Abstract

A 56-year-old man presented with acute anterior ST elevation myocardial infarction. Initially he was thrombolysed at a peripheral hospital and a transthoracic echocardiography revealed multiple (2-3 mm) apical muscular ventricular septal defects suggesting ventricular septal rupture (VSR), with the largest measuring 10mm with left to right shunt and max gradient was 74 mmHg. His left ventricular ejection fraction was 45%.A coronary angiogram revealed tight proximal (95%) and mid segments (80%) stenosis in the left anterior descending artery (LAD) but diffusely diseased distally.
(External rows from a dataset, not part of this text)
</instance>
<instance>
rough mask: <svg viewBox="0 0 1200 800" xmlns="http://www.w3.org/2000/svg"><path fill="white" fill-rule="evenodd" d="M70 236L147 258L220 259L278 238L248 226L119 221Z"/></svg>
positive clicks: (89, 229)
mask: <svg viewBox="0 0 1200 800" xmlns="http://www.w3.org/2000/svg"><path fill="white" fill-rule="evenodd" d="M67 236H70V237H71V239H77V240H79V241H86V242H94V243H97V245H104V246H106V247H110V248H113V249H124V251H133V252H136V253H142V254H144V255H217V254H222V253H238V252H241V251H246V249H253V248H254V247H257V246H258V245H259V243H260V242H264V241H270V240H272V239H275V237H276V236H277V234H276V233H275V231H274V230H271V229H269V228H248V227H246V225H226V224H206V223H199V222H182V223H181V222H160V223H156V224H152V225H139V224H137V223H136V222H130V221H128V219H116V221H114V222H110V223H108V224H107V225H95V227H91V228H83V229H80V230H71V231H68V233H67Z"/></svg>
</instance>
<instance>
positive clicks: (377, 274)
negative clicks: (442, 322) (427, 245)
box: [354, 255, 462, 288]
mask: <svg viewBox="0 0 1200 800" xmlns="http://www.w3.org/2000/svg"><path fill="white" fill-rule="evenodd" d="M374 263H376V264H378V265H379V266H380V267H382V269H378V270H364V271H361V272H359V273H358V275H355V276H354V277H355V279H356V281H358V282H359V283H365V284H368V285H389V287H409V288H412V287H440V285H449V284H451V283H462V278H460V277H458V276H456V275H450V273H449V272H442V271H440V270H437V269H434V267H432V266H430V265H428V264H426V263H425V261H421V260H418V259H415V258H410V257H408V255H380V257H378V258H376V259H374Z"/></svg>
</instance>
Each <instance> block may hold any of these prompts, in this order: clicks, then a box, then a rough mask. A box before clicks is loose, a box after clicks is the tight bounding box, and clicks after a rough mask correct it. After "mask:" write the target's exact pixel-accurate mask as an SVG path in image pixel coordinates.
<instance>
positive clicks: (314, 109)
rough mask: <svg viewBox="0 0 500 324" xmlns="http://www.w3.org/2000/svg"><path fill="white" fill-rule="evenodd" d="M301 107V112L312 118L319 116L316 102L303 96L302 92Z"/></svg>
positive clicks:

Another significant stenosis (80%) was present at the ostium of the right posterior descending artery (r-PDA). He was in Society for Cardiovascular Angiography and Intervention (SCAI) cardiogenic shock Stage B, hence cardiac surgeons advised conservative medical treatment in order to stabilize the infarct area with view of good surgical outcome. Although, there was a dilemma between the surgeon and the cardiologist regarding timing VSR closure, classification of shock stages helped to delay surgery. Eventually, he was taken for surgery at the 18th day of admission with a graft to r-PDA rather to LAD (due to difficult visualization) and repair of VSR with Gortex patch.In conclusion, in all patients with post MI VSR, SCAI shock stages classification has to be applied in determining the timing of surgery.